My hubby is deployed now for the next three months...there is nothing I can do.I can't get upset because makes no sense. Is not the first time here but if we knew at the moment where he sign the papers to be sent away that we are pregnant he wouldn't have done it.But the money is good and 3 months will go somehow.

Now I don't have an advice for your situation because we don't have those kind of issue, but what my hubby told me 2 days before he left was even if he smile,laugh,make jokes always busy,never complaining it does not mean that he does not suffer,that he don't wish to be here because he does.he just have a different way to cope with the situation.

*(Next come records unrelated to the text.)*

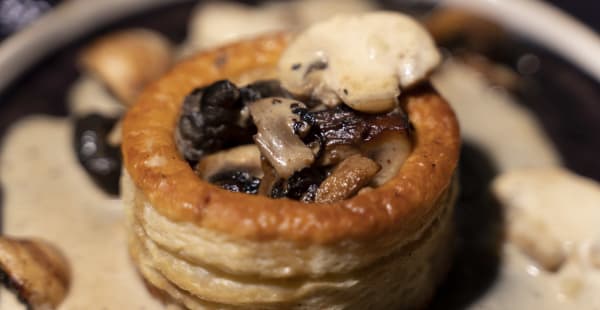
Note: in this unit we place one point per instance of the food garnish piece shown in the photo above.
(35, 270)
(347, 179)
(363, 61)
(127, 61)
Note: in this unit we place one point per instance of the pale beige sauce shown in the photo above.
(47, 194)
(512, 137)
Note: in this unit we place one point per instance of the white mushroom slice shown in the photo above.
(35, 271)
(127, 61)
(389, 150)
(362, 60)
(347, 179)
(594, 254)
(245, 157)
(276, 139)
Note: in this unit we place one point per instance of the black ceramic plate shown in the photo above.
(564, 98)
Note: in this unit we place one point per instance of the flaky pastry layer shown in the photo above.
(206, 247)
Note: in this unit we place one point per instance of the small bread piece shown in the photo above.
(127, 61)
(35, 270)
(207, 247)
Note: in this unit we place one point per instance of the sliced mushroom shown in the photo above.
(389, 150)
(276, 137)
(127, 61)
(594, 254)
(269, 179)
(242, 158)
(334, 154)
(363, 61)
(347, 179)
(35, 270)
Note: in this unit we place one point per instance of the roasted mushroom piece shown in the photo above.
(347, 179)
(35, 270)
(277, 138)
(242, 158)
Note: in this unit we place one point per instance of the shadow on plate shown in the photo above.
(479, 224)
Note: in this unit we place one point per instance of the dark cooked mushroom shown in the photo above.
(347, 179)
(302, 185)
(35, 270)
(342, 125)
(210, 121)
(100, 159)
(263, 89)
(236, 181)
(241, 158)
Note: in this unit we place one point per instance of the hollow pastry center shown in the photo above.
(261, 139)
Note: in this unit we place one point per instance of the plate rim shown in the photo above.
(74, 19)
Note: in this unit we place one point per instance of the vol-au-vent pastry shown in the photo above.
(296, 171)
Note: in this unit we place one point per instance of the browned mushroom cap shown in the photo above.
(334, 154)
(347, 179)
(35, 270)
(128, 60)
(245, 157)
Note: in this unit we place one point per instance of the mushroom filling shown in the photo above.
(260, 139)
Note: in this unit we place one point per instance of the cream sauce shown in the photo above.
(569, 208)
(47, 194)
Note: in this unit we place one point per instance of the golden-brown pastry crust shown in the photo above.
(37, 272)
(402, 206)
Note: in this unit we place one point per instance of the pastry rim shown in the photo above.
(401, 206)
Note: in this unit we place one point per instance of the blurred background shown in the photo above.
(15, 14)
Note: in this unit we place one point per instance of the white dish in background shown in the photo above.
(75, 19)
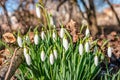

How long until he comes back?
 
He'll be back about 2 weeks before my due date, about 4 more months
 
Yeah that is a while.I know it sucks.especially when you have no one else around you,like me!
 
My DH spent 6 years in an Army SpecOps unit and 10 years total in the Amry. Like CatherineK said, it's important for them to go out and bond with the guys and not worry about what's going on at home. Doing what my husband was doing, the last thing I would want is for him to be thinking/worrying about me and be distracted while he was out on a mission. I would never expect him to call or email me all the time either, although he usually couldn't call much, if even 1x during his deployments, but none the less. His Ranger buddies are his "brothers", and their families became family to us. I would want him to unwind with his buddies, although a phone call every couple days(if possible) is nice, just to hear his voice. When he was away training and could have his phone he'd text quite a bit and call 1-2x a day or when ever he could, but he still went out to dinner or such, which is good. He has loved being around during my pregnancies, especially as my belly gets bigger. He really likes that for some reason. I feel for you, but also know he needs to bond and not constantly be worrying about you or worrying about having to call or email. Hang in there! I'm glad DH got out and so's he. As he says, it's better for single men.
 
My husband isn't deployed, but has had to work in NYC for the whole pregnancy so far. He's been able to come home a few times. The doctor grounded me at 8 weeks, so I couldn't make any trips up there. We've lost our first 3 pregnancies, so for us we're both worried about the babies. I can't wait until he can be home to feel the babies kick. It isn't easy, but we make it work. The doctor wrote us a note that he needs to work in the area as I have a high risk pregnancy and really need his help. She wrote it in December, but he didn't give it to his employer until recently and will start working from home next week. If you are having issues in your pregnancy the doctor may be willing to do that for you and I'm sure they would have to make accommodations (DH's employer isn't quite as accommodating as they are India based and don't really completely understand American labor law).
 
My hubby is being deployed for 3 months when our bub is about 8 weeks old. Not to mention that we have just been posted again so I have absolutely nobody up here. Some of my family will be coming up for a visit.
My sister went through her pregnancy with her hubby in Afghanistan, he was away when she found out she was pregnant (only gone for a week! nothing suss! haha) and came home a week before bub was due, so he missed pretty much the entire pregnancy. She already had two kids so she had to chase those two around too. Don't know how she did it!